Данило Иванович аккуратно снял и спрятал пломбу, поддел ломом скобу, поддал плечом — и дверь вагона с грохотом открылась. Из рефрижератора дохнуло холодом. Переносная лампа выхватила из темноты неровные ряды свиных полутуш. Аппетитные окорока возвышались едва ли не до потолка. Я представил, как жарится на сковороде отбивная, и сглотнул слюнки.
— Вот что, хлопцы-молодцы, — обратился бригадир к нам. — Это мы должны заскладировать на втором этаже в четвертой камере. Отдельно выбирайте полутуши с фиолетовым штампом, которые постнее, и с красным — эти высшей упитанности.
Коля с бригадиром полезли на штабель — подавать. Первый из молчаливой троицы с хеканьем принял на хребет полутушу, присел, крякнул: «Е-е-е!», прошел трапом на платформу и сбросил ношу на тележку. Второй и третий сделали то же самое, причем укладывали туши на тележке аккуратно, словно домино на столе. Сергей Николаевич поправил на переносице очки и тоже довольно ловко кинул полсвиньи себе на спину.
— Вот так я и своих оппонентов на защите, — подмигнул он нам, обнажив крупные желтые клыки.
Подошла моя очередь. Во рту почему-то пересохло, а колени мелко задрожали.
— Подставляй шею, студент, ярмо едет, — весело крикнул из полутьмы Данило Иванович, и на мои плечи легла твердая, как железо, глыба.
— Главное — найти центр тяжести, — на ухо подсказал он мне. — Не бойся, в мороженом веса наполовину меньше.
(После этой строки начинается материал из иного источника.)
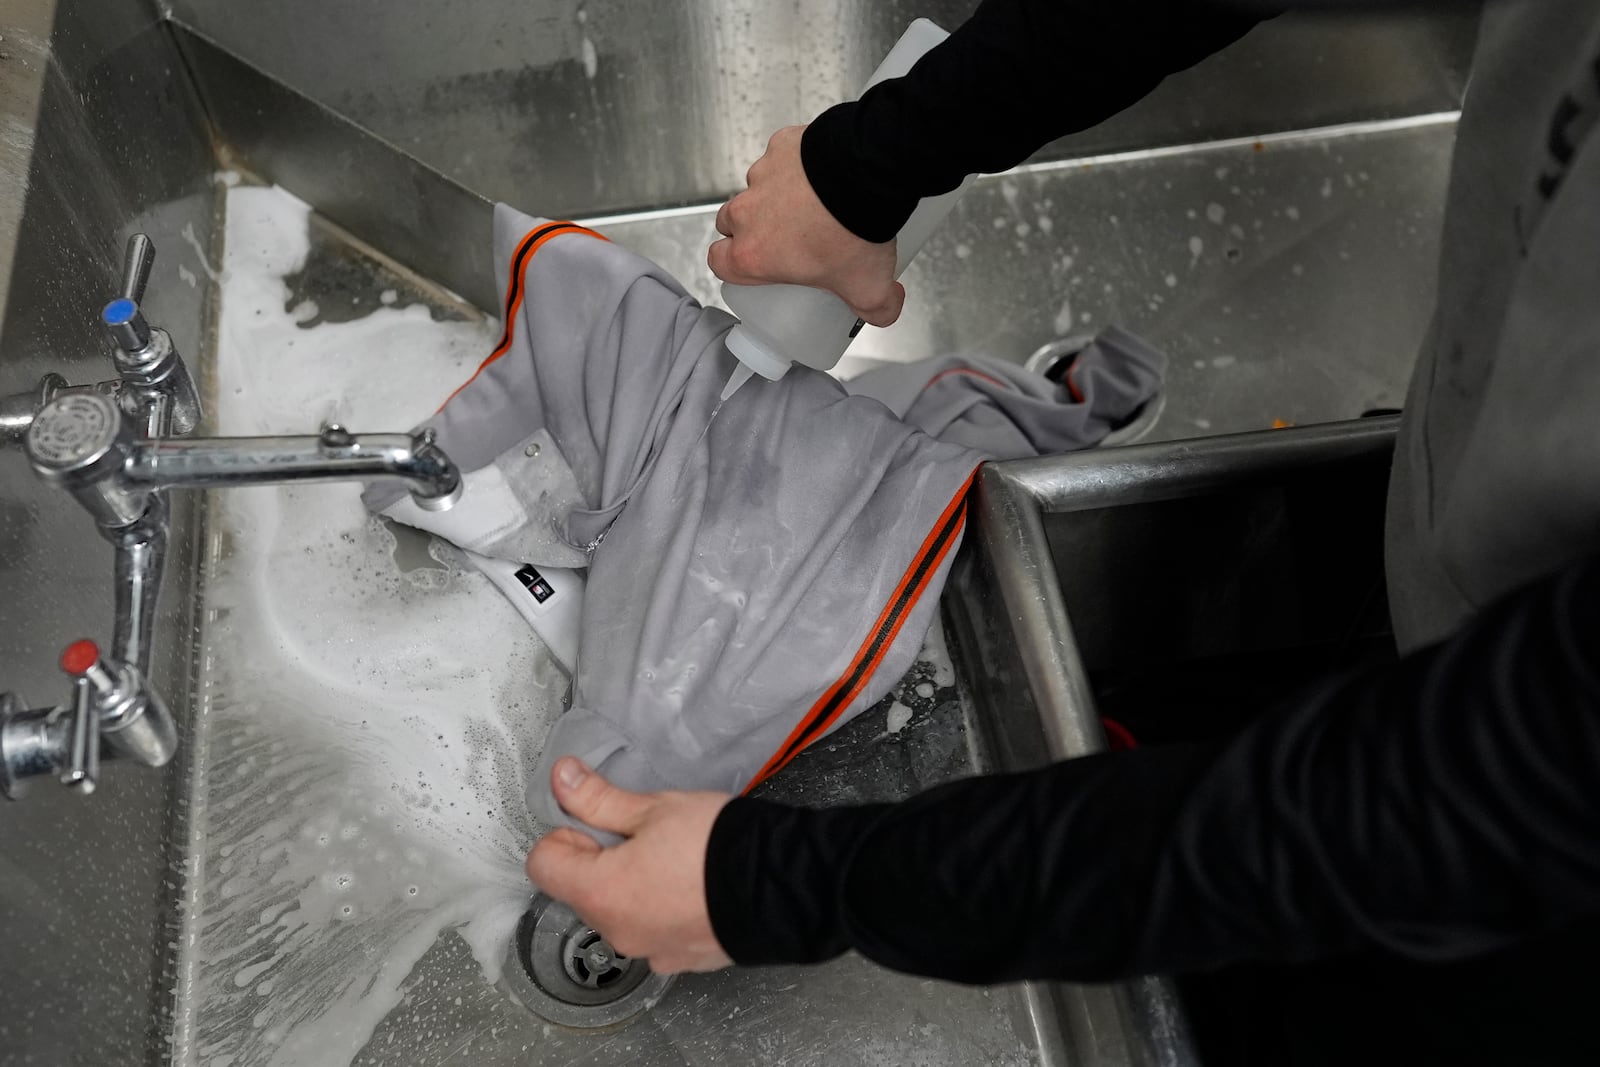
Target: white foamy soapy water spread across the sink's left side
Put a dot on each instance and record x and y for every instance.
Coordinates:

Вода вышла.
Удивительно, но и вправду ноша была легче, чем это казалось на первый взгляд. Я двинулся с места, а дальше даже рысцой побежал к тележке, похожей на те, которыми пользуются носильщики на вокзале.
— Куда… прешь, — крикнул мне вдогонку Коля. — Сказано: фиолетовые отдельно.
Я управился со своей первой поклажей, повернулся и увидел, как идет с кабанищем на спине Леша. Он шел, спотыкаясь на каждом шагу, насилу удерживая равновесие. Ему, видно, ничего не сказали о центре тяжести. Леше нужно было помочь.
— Не трогай! — крикнул из вагона бригадир. — Сам справится, раз такой умный. Ишь как ведет салагу!
И Леша действительно справился. А когда разогнулся, на его покрасневшем от напряжения лбу выступили темные жилки. Но глаза смеялись.
За какой-то час мы немного приспособились. Научились укладывать туши так, чтобы они не распадались, сцепляя особым способом их копыта. Даже в этом немудреном деле были свои тайные приемы, которые передавались грузчиками из поколения в поколение.
Нагруженные тележки вкатывали в лифт, поднимали на второй этаж, в морозильную камеру. Здесь туши могли сохраняться несколько месяцев.
Длинное сводчатое помещение камеры напоминало внутри белую меховую рукавицу. На трубах, тянувшихся вдоль стен, выступил толстый слой искристого инея. От дыхания поднимался парок, и, казалось, слова, которыми изредка мы обменивались, падали на пол, словно стеклянные. На полюсе это называют «шепотом звезд». Термометр у входа показывал минус двадцать девять. Царство вечного холода слегка отдавало аммиаком.